BRANDENTON, Fla. — Just before 4 p.m. Thursday NASA’s Perseverance space rover landed on one of the most challenging terrains ever targeted by a Mars mission.
Several people came to the Bishop Museum of Science and Nature in Brandenton to watch history in action.
“Thousands of things had to go right at once. What really surprised me was there was a lot of trepidation. These people weren't sure that this thing was going to work,” said Don Burns.
It did work. After spending the last seven months flying to Mars, Perseverance touched down in Jezero Crater where it will spend at least two years exploring the crater to search for signs of ancient life.
“Environments where microbial life could exist on Mars. That’s part of the mission of Perseverance is to go and find out whether those environments existed and if there was anything there that we could say perhaps was alive,” explained Howard Hochhalter, Planetarium Manager at Bishop Museum of Science and Nature.
Perseverance is the largest most sophisticated vehicle NASA has ever sent to the red planet, equipped with HD cameras to broadcast information back. It will also deliver the first helicopter to another world and collect rock samples to return to earth for a future mission.

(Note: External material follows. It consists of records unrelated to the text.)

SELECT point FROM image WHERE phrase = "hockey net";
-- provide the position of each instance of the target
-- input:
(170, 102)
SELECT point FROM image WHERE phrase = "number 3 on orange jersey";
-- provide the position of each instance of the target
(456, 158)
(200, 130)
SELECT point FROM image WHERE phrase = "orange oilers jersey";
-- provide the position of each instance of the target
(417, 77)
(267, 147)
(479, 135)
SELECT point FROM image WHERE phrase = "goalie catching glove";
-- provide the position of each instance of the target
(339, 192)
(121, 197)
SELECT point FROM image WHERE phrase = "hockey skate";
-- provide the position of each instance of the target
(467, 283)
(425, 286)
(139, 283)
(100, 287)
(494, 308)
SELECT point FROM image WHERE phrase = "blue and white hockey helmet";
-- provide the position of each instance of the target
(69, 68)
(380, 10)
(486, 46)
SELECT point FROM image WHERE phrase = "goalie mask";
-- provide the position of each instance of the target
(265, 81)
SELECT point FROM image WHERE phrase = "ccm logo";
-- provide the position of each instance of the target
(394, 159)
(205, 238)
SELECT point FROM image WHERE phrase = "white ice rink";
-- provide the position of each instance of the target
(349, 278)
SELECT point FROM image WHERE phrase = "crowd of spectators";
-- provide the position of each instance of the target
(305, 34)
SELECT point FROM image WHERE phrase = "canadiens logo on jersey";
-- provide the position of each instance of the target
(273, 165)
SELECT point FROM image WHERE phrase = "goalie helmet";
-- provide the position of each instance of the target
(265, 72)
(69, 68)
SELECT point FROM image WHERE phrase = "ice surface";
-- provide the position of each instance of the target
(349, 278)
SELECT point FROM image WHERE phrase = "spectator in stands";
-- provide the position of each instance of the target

“Testing new technologies that will pave the way for new life to arrive again on mars in the forms of humans,” Hochhalter said.
This mission has been a decade in the making. All in hopes of answering fundamental questions about life in the solar system and beyond.
“To find microbial life or the existence that it once existed on mars would be an enormous game-changer for us. Because currently at the moment there’s only one place in the universe where life has ever existed and it's right here on planet earth,” said Hochhalter.